Qualcomm has confirmed the discovery of a massive flaw in their smartphone chipsets which leaves handsets completely exposed to hackers.
Discovered by Check Point Security, the flaw in the Snapdragon DSP found in most Android handsets would let hackers steal your data, install impossible to find spying software or completely brick your handset.
Check Point publicly revealed the flaw at Pwn2Own, revealing that Qualcomm’s security around tampering with the DSP in Snapdragon handsets was easily bypassed, with 400 exploitable flaws found in the code.
For security reasons, the cDSP is licensed for programming by OEMs and by a limited number of third-party software vendors. The code running on DSP is signed by Qualcomm.
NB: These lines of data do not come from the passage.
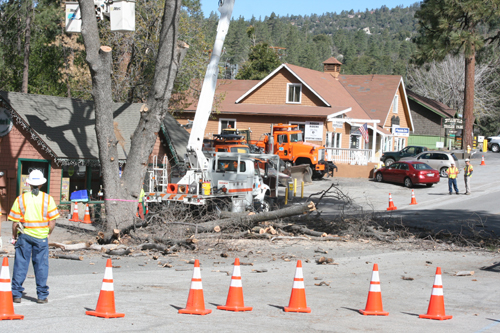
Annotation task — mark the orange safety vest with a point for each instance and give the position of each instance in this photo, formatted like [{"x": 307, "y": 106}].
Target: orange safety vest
[{"x": 34, "y": 212}]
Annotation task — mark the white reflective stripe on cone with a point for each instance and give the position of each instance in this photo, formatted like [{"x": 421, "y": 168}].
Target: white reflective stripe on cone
[
  {"x": 108, "y": 273},
  {"x": 107, "y": 286},
  {"x": 196, "y": 285},
  {"x": 5, "y": 274},
  {"x": 437, "y": 291},
  {"x": 5, "y": 286},
  {"x": 298, "y": 285},
  {"x": 236, "y": 283},
  {"x": 196, "y": 273}
]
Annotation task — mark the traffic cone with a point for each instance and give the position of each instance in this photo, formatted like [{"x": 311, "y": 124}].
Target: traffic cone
[
  {"x": 106, "y": 303},
  {"x": 413, "y": 199},
  {"x": 235, "y": 296},
  {"x": 298, "y": 297},
  {"x": 196, "y": 301},
  {"x": 436, "y": 304},
  {"x": 6, "y": 301},
  {"x": 391, "y": 204},
  {"x": 374, "y": 301},
  {"x": 86, "y": 219},
  {"x": 75, "y": 217}
]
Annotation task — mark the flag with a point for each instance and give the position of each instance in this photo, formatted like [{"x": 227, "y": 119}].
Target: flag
[{"x": 364, "y": 132}]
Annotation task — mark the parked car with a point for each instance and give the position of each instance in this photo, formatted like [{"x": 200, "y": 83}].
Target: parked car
[
  {"x": 494, "y": 144},
  {"x": 408, "y": 173},
  {"x": 438, "y": 160},
  {"x": 390, "y": 157}
]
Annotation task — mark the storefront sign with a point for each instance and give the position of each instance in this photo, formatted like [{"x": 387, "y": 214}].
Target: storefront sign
[
  {"x": 5, "y": 122},
  {"x": 314, "y": 131},
  {"x": 401, "y": 131}
]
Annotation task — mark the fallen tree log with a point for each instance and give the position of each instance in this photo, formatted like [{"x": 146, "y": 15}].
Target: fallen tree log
[{"x": 248, "y": 221}]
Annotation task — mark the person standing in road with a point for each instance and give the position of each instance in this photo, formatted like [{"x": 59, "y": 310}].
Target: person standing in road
[
  {"x": 33, "y": 217},
  {"x": 452, "y": 173},
  {"x": 467, "y": 174}
]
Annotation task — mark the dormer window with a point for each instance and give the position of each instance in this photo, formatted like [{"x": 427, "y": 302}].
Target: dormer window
[{"x": 294, "y": 93}]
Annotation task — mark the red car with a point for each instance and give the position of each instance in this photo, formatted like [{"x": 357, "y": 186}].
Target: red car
[{"x": 408, "y": 173}]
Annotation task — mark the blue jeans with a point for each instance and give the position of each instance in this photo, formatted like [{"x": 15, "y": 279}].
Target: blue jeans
[
  {"x": 452, "y": 182},
  {"x": 26, "y": 246}
]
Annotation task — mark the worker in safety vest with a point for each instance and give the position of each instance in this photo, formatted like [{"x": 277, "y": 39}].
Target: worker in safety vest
[
  {"x": 452, "y": 173},
  {"x": 33, "y": 217},
  {"x": 467, "y": 174}
]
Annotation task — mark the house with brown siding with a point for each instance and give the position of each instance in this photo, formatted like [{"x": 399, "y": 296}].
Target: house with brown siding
[
  {"x": 340, "y": 104},
  {"x": 57, "y": 136}
]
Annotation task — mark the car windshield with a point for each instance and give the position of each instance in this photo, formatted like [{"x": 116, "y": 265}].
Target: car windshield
[{"x": 421, "y": 166}]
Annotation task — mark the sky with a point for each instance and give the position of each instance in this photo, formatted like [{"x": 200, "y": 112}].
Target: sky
[{"x": 247, "y": 8}]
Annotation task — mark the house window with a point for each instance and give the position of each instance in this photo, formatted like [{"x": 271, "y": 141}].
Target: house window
[
  {"x": 226, "y": 123},
  {"x": 395, "y": 105},
  {"x": 294, "y": 93}
]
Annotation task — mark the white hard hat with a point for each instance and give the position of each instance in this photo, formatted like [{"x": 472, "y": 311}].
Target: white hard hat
[{"x": 36, "y": 178}]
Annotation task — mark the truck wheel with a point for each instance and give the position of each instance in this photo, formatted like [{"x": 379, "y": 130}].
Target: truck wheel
[{"x": 389, "y": 161}]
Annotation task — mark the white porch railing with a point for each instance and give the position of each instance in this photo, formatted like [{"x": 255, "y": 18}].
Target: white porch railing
[{"x": 349, "y": 156}]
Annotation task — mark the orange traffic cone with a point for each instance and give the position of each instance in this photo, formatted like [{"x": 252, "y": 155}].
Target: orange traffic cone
[
  {"x": 436, "y": 304},
  {"x": 413, "y": 199},
  {"x": 196, "y": 301},
  {"x": 75, "y": 217},
  {"x": 391, "y": 204},
  {"x": 106, "y": 303},
  {"x": 86, "y": 219},
  {"x": 235, "y": 296},
  {"x": 374, "y": 301},
  {"x": 298, "y": 297},
  {"x": 6, "y": 301}
]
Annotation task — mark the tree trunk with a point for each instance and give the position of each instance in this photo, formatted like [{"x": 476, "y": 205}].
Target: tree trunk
[
  {"x": 121, "y": 194},
  {"x": 470, "y": 63},
  {"x": 27, "y": 40}
]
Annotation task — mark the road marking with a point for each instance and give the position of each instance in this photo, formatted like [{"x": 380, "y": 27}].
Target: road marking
[{"x": 489, "y": 326}]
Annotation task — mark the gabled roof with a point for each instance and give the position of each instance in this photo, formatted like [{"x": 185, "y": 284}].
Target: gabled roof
[
  {"x": 431, "y": 104},
  {"x": 67, "y": 126}
]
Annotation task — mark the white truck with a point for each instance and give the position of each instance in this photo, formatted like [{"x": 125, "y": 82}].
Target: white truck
[{"x": 232, "y": 178}]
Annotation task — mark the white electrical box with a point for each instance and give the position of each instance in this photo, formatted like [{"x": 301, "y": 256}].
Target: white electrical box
[
  {"x": 122, "y": 15},
  {"x": 73, "y": 17}
]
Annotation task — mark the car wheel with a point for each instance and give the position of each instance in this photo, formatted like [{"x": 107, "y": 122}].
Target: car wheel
[
  {"x": 408, "y": 182},
  {"x": 389, "y": 161}
]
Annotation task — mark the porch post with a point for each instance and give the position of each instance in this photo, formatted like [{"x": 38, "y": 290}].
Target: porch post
[{"x": 374, "y": 144}]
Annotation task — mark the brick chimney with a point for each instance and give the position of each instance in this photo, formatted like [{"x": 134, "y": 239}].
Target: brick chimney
[{"x": 332, "y": 65}]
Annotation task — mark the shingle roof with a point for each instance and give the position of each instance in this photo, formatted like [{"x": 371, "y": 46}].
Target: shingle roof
[
  {"x": 67, "y": 126},
  {"x": 436, "y": 106}
]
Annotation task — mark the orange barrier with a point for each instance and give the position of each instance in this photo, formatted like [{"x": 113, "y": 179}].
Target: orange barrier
[
  {"x": 436, "y": 304},
  {"x": 235, "y": 296},
  {"x": 391, "y": 204},
  {"x": 298, "y": 297},
  {"x": 196, "y": 301},
  {"x": 86, "y": 219},
  {"x": 75, "y": 217},
  {"x": 413, "y": 199},
  {"x": 374, "y": 301},
  {"x": 106, "y": 303},
  {"x": 6, "y": 301}
]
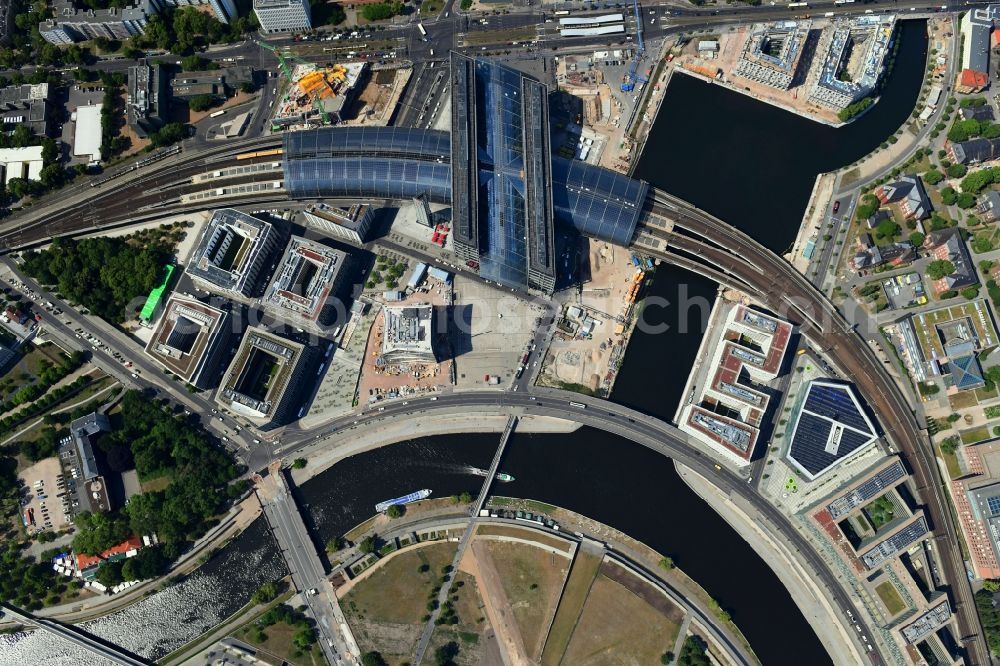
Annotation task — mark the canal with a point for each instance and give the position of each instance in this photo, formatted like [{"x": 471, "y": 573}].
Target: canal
[{"x": 748, "y": 163}]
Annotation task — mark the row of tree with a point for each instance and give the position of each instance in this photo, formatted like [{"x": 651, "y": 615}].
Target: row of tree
[{"x": 108, "y": 276}]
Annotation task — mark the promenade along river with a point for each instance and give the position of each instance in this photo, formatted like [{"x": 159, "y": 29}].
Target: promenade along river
[{"x": 750, "y": 164}]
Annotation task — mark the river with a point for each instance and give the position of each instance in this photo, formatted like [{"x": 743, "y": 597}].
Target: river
[{"x": 741, "y": 160}]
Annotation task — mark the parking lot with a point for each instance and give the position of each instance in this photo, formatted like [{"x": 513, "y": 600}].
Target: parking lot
[{"x": 46, "y": 498}]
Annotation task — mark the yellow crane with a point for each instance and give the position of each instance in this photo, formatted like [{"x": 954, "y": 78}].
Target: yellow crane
[{"x": 282, "y": 61}]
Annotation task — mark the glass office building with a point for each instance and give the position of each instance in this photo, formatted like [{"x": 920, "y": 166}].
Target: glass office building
[
  {"x": 502, "y": 173},
  {"x": 368, "y": 163}
]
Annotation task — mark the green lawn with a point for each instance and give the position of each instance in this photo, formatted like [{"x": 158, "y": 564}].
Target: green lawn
[{"x": 880, "y": 511}]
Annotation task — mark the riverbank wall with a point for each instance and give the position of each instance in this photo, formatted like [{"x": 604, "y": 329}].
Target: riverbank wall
[{"x": 825, "y": 619}]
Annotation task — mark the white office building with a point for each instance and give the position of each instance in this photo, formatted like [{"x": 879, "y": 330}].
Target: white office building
[{"x": 283, "y": 15}]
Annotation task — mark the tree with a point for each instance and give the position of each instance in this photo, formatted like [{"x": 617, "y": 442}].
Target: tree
[
  {"x": 381, "y": 10},
  {"x": 694, "y": 652},
  {"x": 966, "y": 200},
  {"x": 367, "y": 545},
  {"x": 933, "y": 177},
  {"x": 110, "y": 574},
  {"x": 445, "y": 654},
  {"x": 97, "y": 532},
  {"x": 265, "y": 593},
  {"x": 887, "y": 229},
  {"x": 373, "y": 659},
  {"x": 202, "y": 102},
  {"x": 193, "y": 63},
  {"x": 940, "y": 268}
]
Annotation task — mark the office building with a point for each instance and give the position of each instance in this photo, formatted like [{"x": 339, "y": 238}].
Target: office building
[
  {"x": 502, "y": 208},
  {"x": 92, "y": 492},
  {"x": 744, "y": 354},
  {"x": 828, "y": 426},
  {"x": 308, "y": 275},
  {"x": 224, "y": 10},
  {"x": 283, "y": 15},
  {"x": 948, "y": 245},
  {"x": 265, "y": 373},
  {"x": 189, "y": 340},
  {"x": 408, "y": 335},
  {"x": 908, "y": 193},
  {"x": 26, "y": 104},
  {"x": 76, "y": 25},
  {"x": 232, "y": 252},
  {"x": 147, "y": 104},
  {"x": 350, "y": 224},
  {"x": 772, "y": 53},
  {"x": 854, "y": 52},
  {"x": 219, "y": 83}
]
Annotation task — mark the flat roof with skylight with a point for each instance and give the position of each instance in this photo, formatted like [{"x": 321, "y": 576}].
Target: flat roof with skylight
[
  {"x": 830, "y": 425},
  {"x": 261, "y": 375}
]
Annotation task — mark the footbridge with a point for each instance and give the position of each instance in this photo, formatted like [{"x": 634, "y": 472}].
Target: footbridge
[
  {"x": 98, "y": 647},
  {"x": 598, "y": 204}
]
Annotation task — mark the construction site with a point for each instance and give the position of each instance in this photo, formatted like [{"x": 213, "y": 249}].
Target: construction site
[
  {"x": 595, "y": 322},
  {"x": 336, "y": 93}
]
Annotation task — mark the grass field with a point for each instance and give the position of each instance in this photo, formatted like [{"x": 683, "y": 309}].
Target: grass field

However, we will demonstrate how an Android application can bypass Qualcomm’s signature and execute privileged code on DSP, and what further security issues this can lead to.
Hexagon SDK is the official way for the vendors to prepare DSP related code. We discovered serious bugs in the SDK that have led to the hundreds of hidden vulnerabilities in the Qualcomm-owned and vendors’ code. The truth is that almost all DSP executable libraries embedded in Qualcomm-based smartphones are vulnerable to attacks due to issues in the Hexagon SDK. We are going to highlight the auto generated security holes in the DSP software and then exploit them.
Dubbed DSP-gate, the exploit allowed any app installed on a vulnerable handset (which are mainly Android devices) to take over the DSP and then have free rein on the device.
Qualcomm has patched the issue, but unfortunately due to the fragmented nature of Android, it is unlikely the fix will reach most handsets.
“Although Qualcomm has fixed the issue, it’s sadly not the end of the story,” Yaniv Balmas, head of cyber research at Check Point, said, “hundreds of millions of phones are exposed to this security risk.”
“If such vulnerabilities are found and used by malicious actors,” Balmas added, “there will be tens of millions of mobile phone users with almost no way to protect themselves for a very long time.”
Fortunately, Check Point has not published the full details of DSP-gate yet, meaning there may be some time before hackers start exploiting it in the wild.
In a statement Qualcomm said:
“Providing technologies that support robust security and privacy is a priority for Qualcomm. Regarding the Qualcomm Compute DSP vulnerability disclosed by Check Point, we worked diligently to validate the issue and make appropriate mitigations available to OEMs. We have no evidence it is currently being exploited. We encourage end users to update their devices as patches become available and to only install applications from trusted locations such as the Google Play Store.”